Do mRNA profiles of lung adenocarcinomas provide information that will help individual patients?

Currently every new non-small cell lung cancer (NSCLC) patient being evaluated for specific treatment has a history, physical exam, a series of radiologic procedures (computed tomographic and often PET scans), standard blood work, and evaluation of their lung cancer tumour biopsy to establish a histologic diagnosis of lung cancer, to help determine the individual patient's prognosis, and to select an appropriate treatment regimen. Key clinical elements going into these decisions are the type of lung cancer (e.g. non-small cell vs. small cell, adenocarcinoma vs. squamous cancer), the stage of the tumour (e.g. localized or metastatic), patient performance status, and co-morbidities.
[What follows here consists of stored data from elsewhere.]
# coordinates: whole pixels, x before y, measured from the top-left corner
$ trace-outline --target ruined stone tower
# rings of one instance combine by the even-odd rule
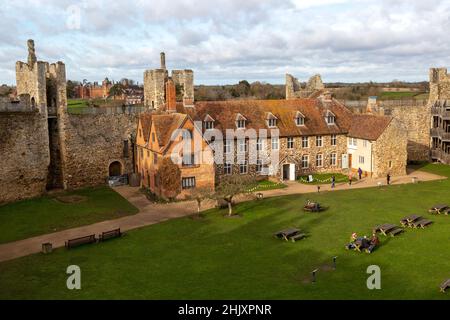
[[[286,99],[308,98],[311,95],[325,89],[322,78],[316,74],[309,78],[308,83],[303,88],[297,78],[290,74],[286,74]]]
[[[446,68],[430,69],[430,102],[450,100],[450,75]]]
[[[160,109],[167,102],[166,83],[171,78],[176,87],[178,100],[184,105],[194,104],[194,72],[192,70],[172,70],[171,76],[166,68],[166,56],[160,54],[158,69],[144,72],[144,105],[150,109]]]
[[[27,62],[16,62],[19,101],[0,101],[0,202],[64,187],[65,66],[38,61],[27,45]]]

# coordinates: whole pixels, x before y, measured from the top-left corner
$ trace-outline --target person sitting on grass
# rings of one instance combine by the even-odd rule
[[[372,253],[373,250],[380,244],[380,239],[376,233],[372,234],[372,239],[370,239],[370,246],[367,248],[368,253]]]
[[[358,239],[356,232],[353,232],[350,237],[350,243],[346,246],[347,250],[355,249],[355,241]]]

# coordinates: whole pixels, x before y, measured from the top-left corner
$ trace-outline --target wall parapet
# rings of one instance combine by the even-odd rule
[[[31,104],[30,95],[22,94],[17,100],[9,97],[0,98],[0,113],[35,113],[39,109]]]
[[[122,106],[122,107],[81,107],[68,108],[67,112],[71,115],[99,115],[99,114],[140,114],[148,111],[143,106]]]

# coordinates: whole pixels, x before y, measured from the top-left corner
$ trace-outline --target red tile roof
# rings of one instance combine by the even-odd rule
[[[336,123],[327,125],[327,110],[336,115]],[[346,134],[350,128],[352,113],[335,101],[321,102],[319,99],[295,100],[232,100],[196,102],[194,108],[183,108],[193,120],[203,120],[207,114],[214,119],[214,127],[219,130],[235,129],[236,116],[241,114],[247,129],[268,129],[267,114],[270,112],[277,120],[280,136]],[[295,117],[300,112],[305,116],[305,125],[297,126]]]
[[[384,130],[386,130],[391,121],[392,117],[355,114],[353,115],[353,121],[348,136],[375,141],[381,136]]]

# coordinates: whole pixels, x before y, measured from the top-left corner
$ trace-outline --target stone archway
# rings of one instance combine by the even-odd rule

In the past decade patients also receive an evaluation of tumour molecular characteristics (by DNA sequencing of a tumour biopsy for mutations) that could lead to targeted therapy (e.g. presence of an EGFR mutation leading to EGFR tyrosine kinase inhibitor therapy). In addition, with the demonstration of significant survival benefit from immune checkpoint inhibitor (ICI) therapy in a subset (15–20%) of non-small cell lung cancers (NSCLCs) there is a concerted effort to determine which molecular and immunologic characteristics of the patient and the tumour or its microenvironment predict response to immunotherapy [1]. Finally, there has been a decades long search for tumour molecular characteristics (e.g. mRNA or protein expression) that provide prognostic information over and above that provided by standard clinical data. While such prognostic information is important, it does not provide much solace to tell patients “you have lung cancer which is a bad cancer, and our molecular analyses shows us you have a really bad type of lung cancer.” Thus, for benefit to patients, any laboratory analyses for tumour characteristics should focus on characteristics that would help deliver a better therapy for that individual patient.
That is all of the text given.